The unknotting number, hard unknot diagrams, and reinforcement learning
This work addresses knot theory problems for mathematicians by providing computational tools to analyze unknotting numbers, though it is incremental as it builds on existing reinforcement learning methods applied to a new domain.
The researchers tackled the problem of determining the unknotting number of knots by developing a reinforcement learning agent that finds minimal unknotting sequences for diagrams with up to 200 crossings, resulting in determining the unknotting number for 57,000 knots and generating a dataset of 2.6 million hard unknot diagrams.

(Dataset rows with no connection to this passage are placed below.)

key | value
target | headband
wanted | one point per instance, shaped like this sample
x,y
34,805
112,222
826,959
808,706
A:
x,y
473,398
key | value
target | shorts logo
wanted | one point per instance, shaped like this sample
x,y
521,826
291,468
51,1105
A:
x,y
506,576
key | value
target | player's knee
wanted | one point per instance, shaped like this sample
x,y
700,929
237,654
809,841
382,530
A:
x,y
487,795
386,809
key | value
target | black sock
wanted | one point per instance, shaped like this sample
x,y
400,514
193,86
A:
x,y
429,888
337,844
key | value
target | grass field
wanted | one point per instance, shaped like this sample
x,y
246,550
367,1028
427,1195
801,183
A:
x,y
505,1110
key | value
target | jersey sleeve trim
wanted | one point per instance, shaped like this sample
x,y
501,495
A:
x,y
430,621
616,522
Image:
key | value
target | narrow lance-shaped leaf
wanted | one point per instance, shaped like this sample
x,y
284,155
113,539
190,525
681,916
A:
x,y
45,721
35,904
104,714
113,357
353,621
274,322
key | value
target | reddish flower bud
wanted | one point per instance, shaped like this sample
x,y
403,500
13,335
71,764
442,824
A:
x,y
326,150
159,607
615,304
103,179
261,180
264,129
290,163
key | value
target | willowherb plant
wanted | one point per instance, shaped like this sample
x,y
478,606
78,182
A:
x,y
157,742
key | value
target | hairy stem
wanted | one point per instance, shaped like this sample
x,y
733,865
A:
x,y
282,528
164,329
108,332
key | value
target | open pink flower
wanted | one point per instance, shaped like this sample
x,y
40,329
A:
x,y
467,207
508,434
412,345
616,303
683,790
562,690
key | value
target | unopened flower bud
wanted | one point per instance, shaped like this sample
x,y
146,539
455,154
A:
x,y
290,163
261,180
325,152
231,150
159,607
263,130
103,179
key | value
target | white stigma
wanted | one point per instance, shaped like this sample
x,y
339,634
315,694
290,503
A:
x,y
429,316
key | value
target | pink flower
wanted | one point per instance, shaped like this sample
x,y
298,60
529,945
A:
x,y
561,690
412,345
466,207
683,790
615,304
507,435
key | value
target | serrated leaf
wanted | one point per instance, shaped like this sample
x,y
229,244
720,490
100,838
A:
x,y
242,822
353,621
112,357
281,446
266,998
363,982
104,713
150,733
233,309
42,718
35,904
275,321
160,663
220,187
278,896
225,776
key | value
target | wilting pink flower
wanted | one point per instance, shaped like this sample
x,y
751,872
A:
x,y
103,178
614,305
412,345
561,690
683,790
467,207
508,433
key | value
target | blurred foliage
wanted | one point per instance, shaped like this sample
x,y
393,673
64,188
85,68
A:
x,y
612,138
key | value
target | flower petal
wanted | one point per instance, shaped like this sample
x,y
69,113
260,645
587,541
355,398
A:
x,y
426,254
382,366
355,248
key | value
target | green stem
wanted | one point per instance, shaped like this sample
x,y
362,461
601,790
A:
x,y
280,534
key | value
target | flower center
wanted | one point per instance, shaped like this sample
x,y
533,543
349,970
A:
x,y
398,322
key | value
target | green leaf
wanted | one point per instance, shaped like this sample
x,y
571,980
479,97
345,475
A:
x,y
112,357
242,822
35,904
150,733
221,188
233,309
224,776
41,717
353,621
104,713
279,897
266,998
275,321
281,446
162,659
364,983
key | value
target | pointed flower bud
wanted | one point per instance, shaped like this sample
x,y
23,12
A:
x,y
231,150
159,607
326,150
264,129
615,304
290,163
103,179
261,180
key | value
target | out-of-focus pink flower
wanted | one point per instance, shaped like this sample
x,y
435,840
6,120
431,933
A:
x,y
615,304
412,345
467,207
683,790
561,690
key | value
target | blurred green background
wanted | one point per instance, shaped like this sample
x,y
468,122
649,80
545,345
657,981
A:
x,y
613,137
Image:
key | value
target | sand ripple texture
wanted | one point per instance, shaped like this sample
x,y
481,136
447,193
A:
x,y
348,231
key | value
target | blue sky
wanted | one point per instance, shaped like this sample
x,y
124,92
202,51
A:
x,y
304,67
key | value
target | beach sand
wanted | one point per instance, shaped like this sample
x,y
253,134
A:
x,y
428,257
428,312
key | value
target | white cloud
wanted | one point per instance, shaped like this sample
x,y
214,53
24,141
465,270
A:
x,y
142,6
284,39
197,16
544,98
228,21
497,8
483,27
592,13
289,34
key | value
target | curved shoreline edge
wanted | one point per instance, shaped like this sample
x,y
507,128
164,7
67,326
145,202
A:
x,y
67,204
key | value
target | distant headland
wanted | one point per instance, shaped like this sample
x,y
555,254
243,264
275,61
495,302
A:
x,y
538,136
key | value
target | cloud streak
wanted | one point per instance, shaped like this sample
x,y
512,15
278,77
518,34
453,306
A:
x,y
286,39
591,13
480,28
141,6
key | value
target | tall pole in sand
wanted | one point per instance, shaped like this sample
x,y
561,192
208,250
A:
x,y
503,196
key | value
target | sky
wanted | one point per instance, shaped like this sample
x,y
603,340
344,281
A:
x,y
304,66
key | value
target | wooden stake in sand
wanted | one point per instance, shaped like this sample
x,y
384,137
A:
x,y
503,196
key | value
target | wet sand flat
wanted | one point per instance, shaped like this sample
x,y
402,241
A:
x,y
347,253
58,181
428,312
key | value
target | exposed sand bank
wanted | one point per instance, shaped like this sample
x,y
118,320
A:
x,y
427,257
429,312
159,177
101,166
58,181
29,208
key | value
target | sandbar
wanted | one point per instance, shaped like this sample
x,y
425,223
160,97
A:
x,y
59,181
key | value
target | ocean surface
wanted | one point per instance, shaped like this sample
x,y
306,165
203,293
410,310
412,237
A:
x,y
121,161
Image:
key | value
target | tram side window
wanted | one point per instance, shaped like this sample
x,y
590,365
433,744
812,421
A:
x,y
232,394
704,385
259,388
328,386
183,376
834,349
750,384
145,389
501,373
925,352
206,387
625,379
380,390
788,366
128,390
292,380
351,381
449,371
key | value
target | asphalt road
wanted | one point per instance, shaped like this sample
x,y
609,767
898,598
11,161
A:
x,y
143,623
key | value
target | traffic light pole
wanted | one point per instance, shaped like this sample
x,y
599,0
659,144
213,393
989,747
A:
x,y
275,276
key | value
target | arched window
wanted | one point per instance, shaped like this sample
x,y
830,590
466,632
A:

We have developed a reinforcement learning agent that often finds a minimal sequence of unknotting crossing changes for a knot diagram with up to 200 crossings, hence giving an upper bound on the unknotting number. We have used this to determine the unknotting number of 57k knots. We took diagrams of connected sums of such knots with oppositely signed signatures, where the summands were overlaid. The agent has found examples where several of the crossing changes in an unknotting collection of crossings result in hyperbolic knots. Based on this, we have shown that, given knots $K$ and $K'$ that satisfy some mild assumptions, there is a diagram of their connected sum and $u(K) + u(K')$ unknotting crossings such that changing any one of them results in a prime knot. As a by-product, we have obtained a dataset of 2.6 million distinct hard unknot diagrams; most of them under 35 crossings. Assuming the additivity of the unknotting number, we have determined the unknotting number of 43 at most 12-crossing knots for which the unknotting number is unknown.